In typical euro area fashion, talks have been ongoing all weekend and have continued through the night on Sunday with eurozone leaders desperately trying to come to an agreement. While it’s nice to finally see a sense of urgency from these officials, you have to question whether any of them will currently be in the best frame of mind to make such hugely important decisions, but as we’ve seen in the past, this is how they like to do things.
The final sticking points appear to focus around the involvement of the International Monetary Fund in a third bailout and a privatisation fund being insisted on by creditors. In a way, Greece’s rejection of the IMF in a bailout is a little bizarre as they are one of the few supporting Greek calls for debt relief, although at the same time they are also insisting on very tough austerity measures.
The biggest issue is one of trust and that is something we have been hearing a lot of this weekend. Creditors do not trust the current Greek regime to implement and stick by the reforms it is proposing, which given its actions over its first six months in power – reversing austerity measures, constantly lambasting the creditors, campaigning against the bailout extension offer in the referendum – is hardly surprising.
As a result, the creditors are looking for certain guarantees. For example, they’re pushing for a privatisation fund to be set up that will hold around €50 billion of Greek assets for an external party to sell, thereby taking any responsibility away from Greece and removing the possibility for them to change their mind.
They are also insisting on certain pension, VAT and other reforms being passed through parliament by Wednesday for a deal to be completed. There is also talk of laws being passed to commit to further measures, should the economy slow more than expected and Greece begin to fall short on its targets. Basically, the ability for the Syriza party to run the country as it wishes is being taken away from it. It’s hands are being tied and this time, they are being given no room to manoeuvre.
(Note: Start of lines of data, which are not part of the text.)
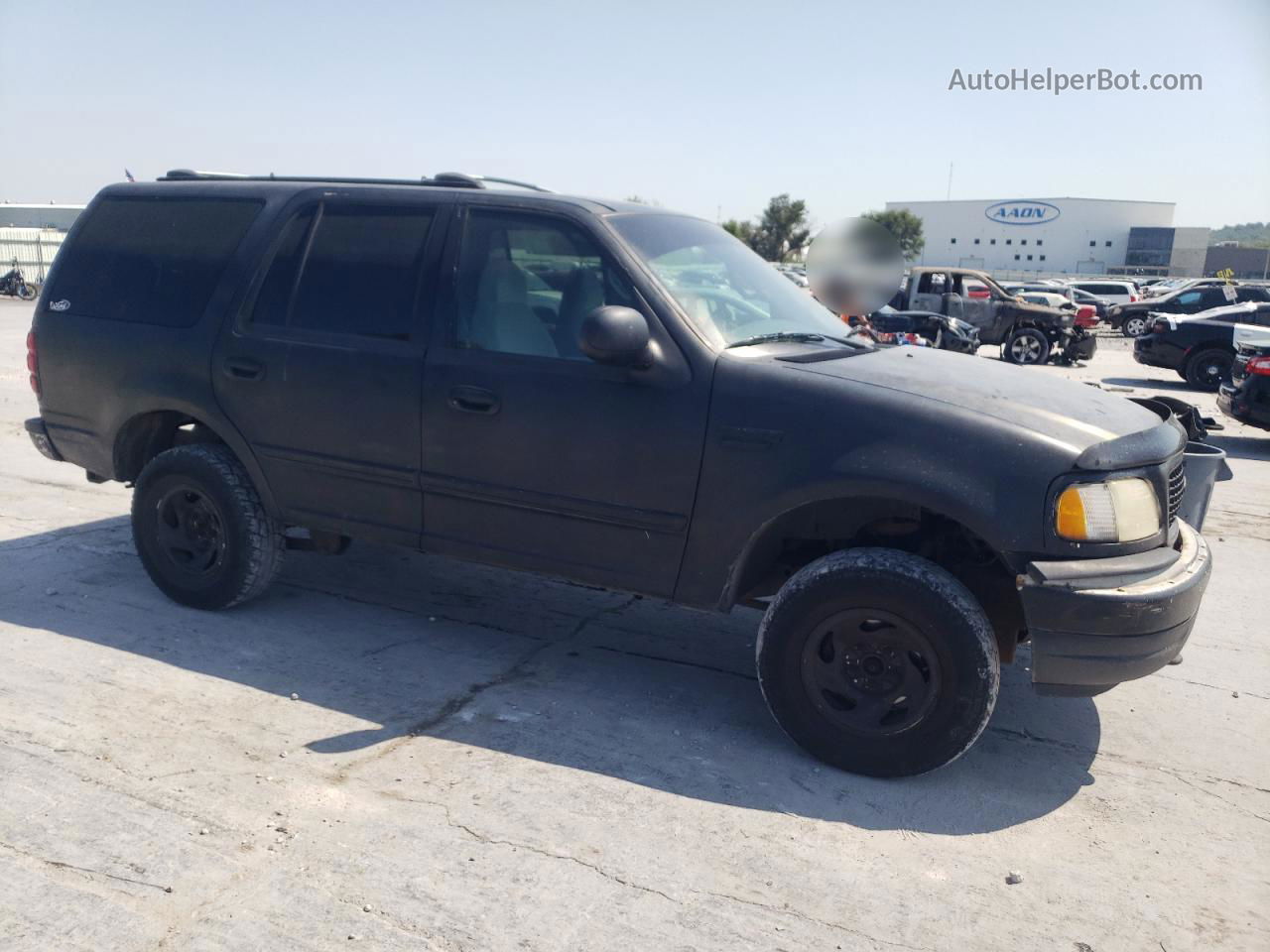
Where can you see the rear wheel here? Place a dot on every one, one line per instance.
(1207, 368)
(1026, 345)
(878, 661)
(200, 530)
(1133, 326)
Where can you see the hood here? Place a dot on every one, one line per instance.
(1076, 416)
(1043, 312)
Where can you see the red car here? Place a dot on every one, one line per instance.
(1086, 316)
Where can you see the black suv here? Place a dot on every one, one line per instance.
(1201, 348)
(1135, 317)
(1247, 395)
(622, 397)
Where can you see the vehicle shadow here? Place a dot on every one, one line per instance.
(1241, 447)
(589, 679)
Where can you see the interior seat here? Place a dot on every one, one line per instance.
(503, 318)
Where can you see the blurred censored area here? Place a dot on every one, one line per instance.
(855, 267)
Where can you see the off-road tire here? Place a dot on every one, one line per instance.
(1019, 350)
(1199, 368)
(249, 548)
(1133, 326)
(913, 590)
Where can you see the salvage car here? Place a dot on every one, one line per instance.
(1201, 348)
(1246, 397)
(888, 326)
(549, 384)
(1028, 334)
(1134, 318)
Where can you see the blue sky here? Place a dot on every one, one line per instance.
(701, 107)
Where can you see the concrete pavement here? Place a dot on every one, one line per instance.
(485, 761)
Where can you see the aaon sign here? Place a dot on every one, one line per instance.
(1021, 212)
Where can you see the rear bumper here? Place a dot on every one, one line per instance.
(39, 434)
(1144, 350)
(1242, 407)
(1097, 622)
(1082, 348)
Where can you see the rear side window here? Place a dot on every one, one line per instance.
(345, 270)
(151, 261)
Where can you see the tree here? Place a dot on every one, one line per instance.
(905, 227)
(743, 230)
(781, 232)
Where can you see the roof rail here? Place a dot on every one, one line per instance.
(448, 179)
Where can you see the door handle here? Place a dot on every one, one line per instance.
(243, 368)
(474, 400)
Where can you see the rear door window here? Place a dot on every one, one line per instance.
(151, 261)
(345, 270)
(526, 284)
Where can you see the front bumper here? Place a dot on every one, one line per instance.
(1096, 622)
(1144, 350)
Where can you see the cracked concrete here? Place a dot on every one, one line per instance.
(503, 762)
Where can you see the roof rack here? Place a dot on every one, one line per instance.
(447, 179)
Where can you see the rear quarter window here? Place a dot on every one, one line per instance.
(150, 261)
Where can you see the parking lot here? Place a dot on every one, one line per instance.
(400, 752)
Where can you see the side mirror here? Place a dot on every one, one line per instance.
(615, 335)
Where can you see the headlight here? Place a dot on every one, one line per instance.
(1118, 511)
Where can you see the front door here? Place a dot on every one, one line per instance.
(535, 456)
(322, 371)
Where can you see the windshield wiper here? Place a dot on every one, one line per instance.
(780, 335)
(802, 336)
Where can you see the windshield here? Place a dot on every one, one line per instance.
(728, 293)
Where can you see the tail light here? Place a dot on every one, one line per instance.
(32, 362)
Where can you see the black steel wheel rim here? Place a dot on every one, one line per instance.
(870, 671)
(1213, 372)
(1025, 348)
(190, 531)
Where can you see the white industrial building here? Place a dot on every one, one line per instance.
(1060, 236)
(32, 234)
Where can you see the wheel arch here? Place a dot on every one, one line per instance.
(957, 542)
(143, 435)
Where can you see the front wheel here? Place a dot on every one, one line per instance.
(1207, 368)
(1026, 345)
(200, 530)
(878, 661)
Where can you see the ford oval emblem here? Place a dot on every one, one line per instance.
(1021, 212)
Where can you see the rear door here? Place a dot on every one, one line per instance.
(535, 456)
(322, 368)
(929, 295)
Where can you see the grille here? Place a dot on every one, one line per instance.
(1176, 489)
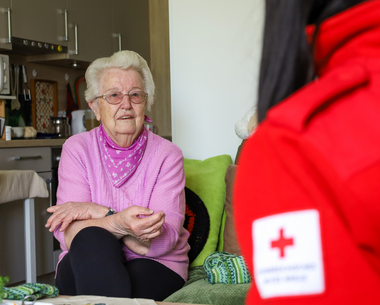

Investors appear fairly optimistic though that a deal, at least in principal, will be reached which explains the higher open being anticipated in Europe. With Greek banks on the verge of collapse, the country really has run out of time on this occasion and Tsipras has been left with little leverage. The last six months has been very costly for the economy and if this continues for even a week or two, the costs could be enormous. This explains the sudden concessions from Tsipras and unfortunately for him, the terms he will have to agree to are likely to be harsher than those rejected in recent months and certainly those rejected in last weeks referendum.
Tsipras is now in discussions with German Chancellor Angela Merkel, French President Francois Hollande and European Council President Donald Tusk to try and finalise a deal which could be announced this morning. If it does, it will finally bring an end to months of painful negotiations and uncertainty, although any deal would have to be passed through each parliament for approval, leaving one final potential banana skin.